The evaluation should not go astray if the types are correct (i.e.,
functions cover all the cases for the types they support and are only
applied to arguments of those types). Noticeably absent though is
type annotations and a type checker to ensure this is the case.

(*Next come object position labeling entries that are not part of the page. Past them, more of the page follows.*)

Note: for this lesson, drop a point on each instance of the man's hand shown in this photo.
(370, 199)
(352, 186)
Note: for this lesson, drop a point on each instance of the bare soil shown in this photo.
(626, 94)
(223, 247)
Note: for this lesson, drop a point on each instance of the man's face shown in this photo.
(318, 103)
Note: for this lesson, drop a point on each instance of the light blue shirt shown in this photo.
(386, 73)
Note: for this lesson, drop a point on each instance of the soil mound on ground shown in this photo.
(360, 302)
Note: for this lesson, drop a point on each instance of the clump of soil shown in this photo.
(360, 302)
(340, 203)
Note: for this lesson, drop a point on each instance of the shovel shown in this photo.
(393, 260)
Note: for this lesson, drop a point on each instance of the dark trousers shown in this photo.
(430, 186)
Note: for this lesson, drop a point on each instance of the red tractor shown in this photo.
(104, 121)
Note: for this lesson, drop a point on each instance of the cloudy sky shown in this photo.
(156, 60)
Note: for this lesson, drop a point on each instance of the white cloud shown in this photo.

What's the nest best thing? Break the code into small bits and tests
to ensure those small bits do what they are suppose to do. Another
easy option is to translate the problematic code to Haskell. Haskell
has a type checker, so it will tell you where things went wrong.

## Decoding bad output

All that aside, there is some basic information to be obtained from
the bad output. Take, for example, the incorrect expression

```C
eval(zipWith,(Tuple2),L3(P2,P3,P4),P4)
```

which calls `zipWith` with a `Integer` third argument instead of a
`List`. It evaluates to a long ugly string that begins with

```
_list_zipWith_list_Cons_integer_Integer
```

prefixed with a bunch of `_recurse_NN_` prefixes. What this means is
pattern matching went astray because in the definition of `zipWith`
above

```C
reduce_caseReduce2(list_zipWith,xs,ys,f,__VA_ARGS__)
```

there was no `list_zipWith_list_Cons_integer_Integer` branch. The
`ys` argument must be of `List` type because it is only matched
against the `List` constructors. An invalid call was made to
`zipWith` with an incorrect third argument that was not a `List`.

## Single stepping

Where? Well that gets messy. The evaluation can be stopped at an
arbitrary step by defining `RECURSE_DEBUG`. For example,

```sh
gcc --std=c99 -E -D "RECURSE_DEBUG=(0,0,1,c)" Tests/List.c
```

stops evaluation at recursion step `0x1c` (i.e., `28`). With a bit of
shell scripting to repeatedly call it for incrementing values of
`RECURSE_DEBUG` it is possible to simulate single stepping the
evaluation.

For example, assume the problematic code is in the file
[Debug.c](Debug.c).

```
#include "List.h"
#include "Integer.h"

tag: eval(zipWith,(Tuple2),L3(P2,P3,P4),P3)
```

where we've added `tag:` as some arbitrary bit of text filter the
output to just the line we are interested in. Then the following code
will dump a trace of the first 256 evaluation steps

```sh
for i1 in {0..9} a b c d e f; do
for i0 in in {0..9} a b c d e f; do
gcc --std=c99 -E -D "RECURSE_DEBUG=(0,0,$i1,$i0)" Example.c | sed -e '/^tag:/!d' >> Example.c-singlestep
done
done
```

Of course the evaluation is lazy, and single stepping lazy programs
gives notoriously convoluted code path.

What to do? Did we mention how it is a good idea to break the program
into small bits and verify that these small bits work as advertised
before attempting building bigger components from faulty blocks?

# Implementation

The code is well documented. See [Recurse.h](Recurse.h) for details
about how Variadic macros accidentally made the the C99 pre-processor
turning complete. Then see [Reduce.h](Reduce.h) for details on how a
somewhat Haskell-like syntax is achieved on top of this.